Lebih lanjut Kasiyarno mengatakan konferensi ini merupakan rangkaian kegiatan Milad UAD ke 58. Sedang penyelenggara Fakultas Psikologi dan Fakultas Sastra Budaya dan Komunikasi UAD. Sehingga tema yang diangkat terkait dengan psikologi humanitas, hubungan agama dan budaya, untuk membangun identitas bangsa.

“Era globalisasi, pengaruh asing banyak sekali. Kita perlu memperkuat budaya sendiri, mempunyai agama yang bisa menjadi tameng diri kita. Sehingga budaya-budaya kita tidak terpengaruh pada budaya lain,” tandas Kasiyarno.

Menurut Kasiyarno, produk yang dihasilkan dari konferensi ini berupa proceeding karya peserta konferensi. Paper peserta dikumpulkan dan dipublikasikan dalam bentuk proceeding sehingga bisa dibaca oleh banyak orang.

Sedang ketua penyelenggara konferensi, Ufi Faturahmah SPsi, MPsi mengatakan tema ini dipilih karena Ilmu Psikologi banyak diwarnai ilmu dari Barat (utara). Sedangkan Indonesia sendiri memiliki latar belakang budaya yang berbeda.

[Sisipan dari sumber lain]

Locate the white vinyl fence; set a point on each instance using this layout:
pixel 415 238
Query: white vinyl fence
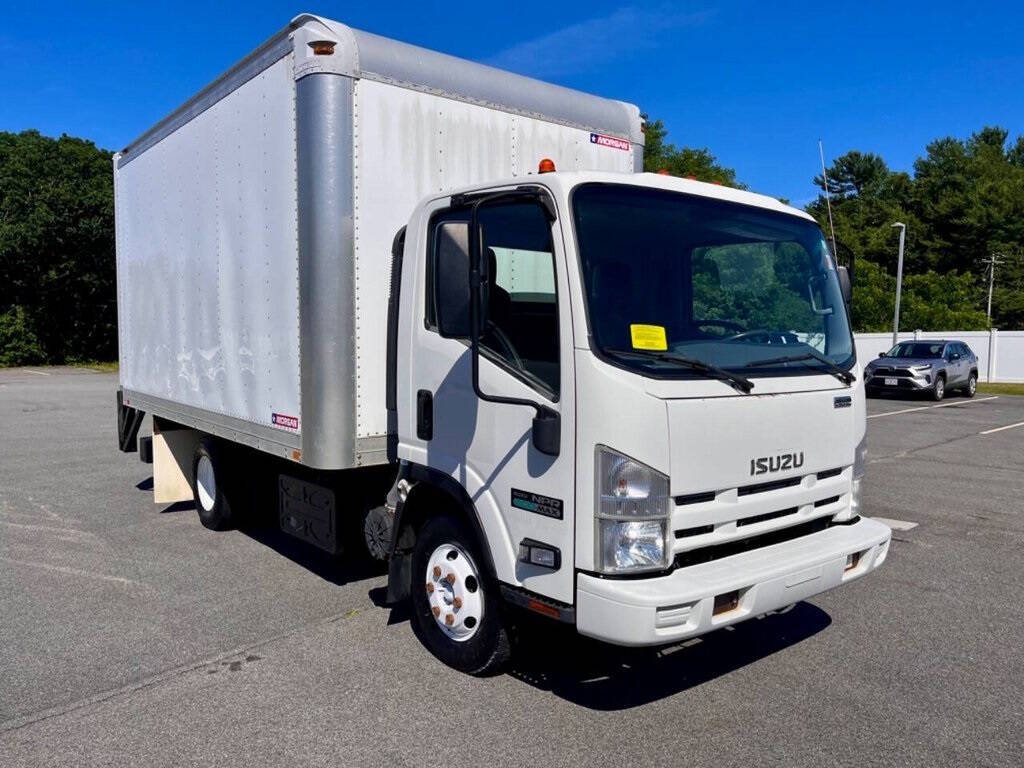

Menurut Ufi, narasumber dari Afrika dan New Zaeland sebagai negara bagian selatan dengan kesamaan latar belakang sebagai negara yang pernah dijajah, menjadi suatu hal yang menarik untuk dibahas. Studi tentang Psikologi Komunitas sangat banyak ditemukan di Afrika, sedangkan di New Zaeland dengan suku Maori sebagai kaum pribumi minoritas tentu memiliki kisah yang menarik.

“Budaya asli Indonesia memiliki banyak nilai kearifan yang perlu dikuatkan selain belajar dari negara Barat,” kata Ufi.

Sementara Prof Mohamed Seedat mengatakan psikologi di Afrika Selatan terlibat dengan ideologi dan rasisme politik yang dominan serta terang-terangan mendukung sistem apartheid yang disahkan pada tahun 1948. Sistem itu berakhir ketika Nelson Mandela menjadi presiden pada tanggal 27 April 1994.

“Ilmu Psikologi memiliki peranan penting dalam penyembuhan warga Afrika Selatan dari trauma yang muncul akibat penindasan akibat diberlakukannya sistem apartheid,” kata Muhamed Seedat.

- Advertisement -

Menara62 TV

- Advertisement -

Terbaru!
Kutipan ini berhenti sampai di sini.